OK, risk is a major factor in determining business value. And we would like to minimize it in the eyes of prospective buyers. Bur how do you minimize risk? Companies are comprised of functional areas that define the business. Buyers refer to these functional areas as “value drivers”. Some core value drivers are customer base, management depth, product/services, scalability, intellectual property to name a few. The value drivers define a company whether it be poor, fair, good or great and improving these value drivers decreases risk and increases value. And if you improve your value drivers it makes sense that you’ll increase your earnings thus enhancing value even more!

Risk Reduction is a Major Factor in Value Enhancement

Valuation experts contend that there are 3 primary ways to increase value – increase revenues (increase business size), increase margins, and reduce risk. If you reduce risk (improve your value drivers) it is very probable that you will increase your margins, so you’ll improve 2 of the primary factors involved in increasing business value.

You can also increase your revenues during your 3 year window by investing more in marketing and sales. Just do it gradually and make sure that you have adequate infrastructure to support the growth. If you reduce risk (improve value drivers) you will enhance your company infrastructure, so it makes sense to start risk reduction before you ramp up marketing and sales.

Your first task is to determine what buyer types may be interested in your company. That will define what value drivers are most sensitive to your business value enhancement. You will want to prioritize these value drivers and work on the most sensitive first. You will want to plan to improve the other important value drivers over your 3 year window. In this way you’ll be developing a complete road-map for your value enhancement project. If you’re totally committed to this project, it is very possible for you to double your company’s value in that 3 year period.

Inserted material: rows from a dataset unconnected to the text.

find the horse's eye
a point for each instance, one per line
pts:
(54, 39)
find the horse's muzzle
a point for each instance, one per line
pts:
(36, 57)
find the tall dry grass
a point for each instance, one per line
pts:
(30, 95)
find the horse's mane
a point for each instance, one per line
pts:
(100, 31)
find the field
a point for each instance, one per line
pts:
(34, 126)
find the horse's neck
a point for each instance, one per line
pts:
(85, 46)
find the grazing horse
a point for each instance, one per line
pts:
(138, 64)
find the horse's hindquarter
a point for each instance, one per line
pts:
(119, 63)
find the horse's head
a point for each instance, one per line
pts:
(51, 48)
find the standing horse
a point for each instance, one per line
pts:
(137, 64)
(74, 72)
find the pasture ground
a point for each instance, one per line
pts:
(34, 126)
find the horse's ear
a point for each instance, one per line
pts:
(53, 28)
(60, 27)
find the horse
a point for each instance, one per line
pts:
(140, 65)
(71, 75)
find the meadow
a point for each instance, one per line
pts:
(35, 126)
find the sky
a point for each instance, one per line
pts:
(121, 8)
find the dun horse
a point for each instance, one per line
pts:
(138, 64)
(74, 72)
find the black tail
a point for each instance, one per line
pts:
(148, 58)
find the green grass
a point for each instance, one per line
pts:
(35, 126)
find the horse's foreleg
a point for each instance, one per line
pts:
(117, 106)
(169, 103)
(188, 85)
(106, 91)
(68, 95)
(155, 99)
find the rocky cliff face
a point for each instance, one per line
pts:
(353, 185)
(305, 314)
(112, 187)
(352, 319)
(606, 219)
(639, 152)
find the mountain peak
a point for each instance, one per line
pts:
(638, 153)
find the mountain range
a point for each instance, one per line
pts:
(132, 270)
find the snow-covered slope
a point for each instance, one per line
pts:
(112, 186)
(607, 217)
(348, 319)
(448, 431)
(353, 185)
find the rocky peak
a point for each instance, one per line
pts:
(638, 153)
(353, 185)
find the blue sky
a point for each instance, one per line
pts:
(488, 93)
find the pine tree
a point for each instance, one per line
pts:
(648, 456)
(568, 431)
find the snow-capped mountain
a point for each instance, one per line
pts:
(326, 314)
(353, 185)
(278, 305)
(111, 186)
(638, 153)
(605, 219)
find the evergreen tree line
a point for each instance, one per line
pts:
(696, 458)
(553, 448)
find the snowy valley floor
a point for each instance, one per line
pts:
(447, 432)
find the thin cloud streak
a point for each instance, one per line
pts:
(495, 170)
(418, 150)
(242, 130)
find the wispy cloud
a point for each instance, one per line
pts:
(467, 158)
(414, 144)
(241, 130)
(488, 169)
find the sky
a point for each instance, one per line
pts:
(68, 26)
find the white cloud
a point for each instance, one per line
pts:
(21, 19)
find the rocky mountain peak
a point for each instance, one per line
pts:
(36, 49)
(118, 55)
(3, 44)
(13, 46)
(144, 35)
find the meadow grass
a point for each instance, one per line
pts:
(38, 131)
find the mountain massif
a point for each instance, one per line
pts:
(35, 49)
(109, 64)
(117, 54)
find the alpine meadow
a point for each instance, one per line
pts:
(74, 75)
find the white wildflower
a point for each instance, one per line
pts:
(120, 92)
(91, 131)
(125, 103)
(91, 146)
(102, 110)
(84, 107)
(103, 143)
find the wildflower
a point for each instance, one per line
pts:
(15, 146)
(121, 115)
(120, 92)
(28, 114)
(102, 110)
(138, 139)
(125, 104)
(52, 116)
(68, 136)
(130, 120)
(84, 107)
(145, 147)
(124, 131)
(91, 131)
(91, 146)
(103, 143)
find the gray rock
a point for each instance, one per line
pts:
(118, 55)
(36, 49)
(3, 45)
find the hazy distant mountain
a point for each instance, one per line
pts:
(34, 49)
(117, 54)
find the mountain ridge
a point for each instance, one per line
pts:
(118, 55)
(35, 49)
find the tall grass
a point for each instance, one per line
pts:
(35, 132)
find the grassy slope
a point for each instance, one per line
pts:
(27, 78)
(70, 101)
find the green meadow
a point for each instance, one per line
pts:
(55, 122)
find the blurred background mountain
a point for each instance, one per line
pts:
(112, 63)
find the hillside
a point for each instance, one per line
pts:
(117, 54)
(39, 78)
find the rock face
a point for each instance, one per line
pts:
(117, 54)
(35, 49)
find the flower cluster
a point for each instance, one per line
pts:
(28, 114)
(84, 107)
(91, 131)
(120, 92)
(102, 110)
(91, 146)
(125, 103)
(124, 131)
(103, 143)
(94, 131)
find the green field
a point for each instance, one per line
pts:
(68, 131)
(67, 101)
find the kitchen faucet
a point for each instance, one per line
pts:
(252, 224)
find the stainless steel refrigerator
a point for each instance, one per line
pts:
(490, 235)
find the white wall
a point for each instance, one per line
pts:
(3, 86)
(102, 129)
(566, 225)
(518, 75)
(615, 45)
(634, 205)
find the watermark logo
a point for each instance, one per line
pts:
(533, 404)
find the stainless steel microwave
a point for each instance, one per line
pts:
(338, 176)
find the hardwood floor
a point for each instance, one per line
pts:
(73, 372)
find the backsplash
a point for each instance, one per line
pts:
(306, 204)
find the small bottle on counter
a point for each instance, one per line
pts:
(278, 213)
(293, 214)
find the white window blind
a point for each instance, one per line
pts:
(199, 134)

Additional Benefits of Risk Reduction

Is this undertaking just for the purpose of selling the company? Of course not. You’ve increased the company’s value and you’re making more money. You can take more salary, bonuses, and perks. You’ll be under less stress and be able to take vacations without fielding phone call after phone call about minor problems that your staff can now handle. Your company will be “sales ready” in case some external factor that you can’t control forces you to sell the company.

Don’t go it Alone

I would not advise you to undertake this important project without professional help. It’s too important and you need a professional to help you create your road-map, develop a timeline with benchmarks, and hold you accountable. This will be a major commitment on your part. You ask, is it worth it? The chance to double your company’s value – that’s a no brainer! Retaining a professional to quarterback this project will increase your commitment and help ensure that the project runs to completion.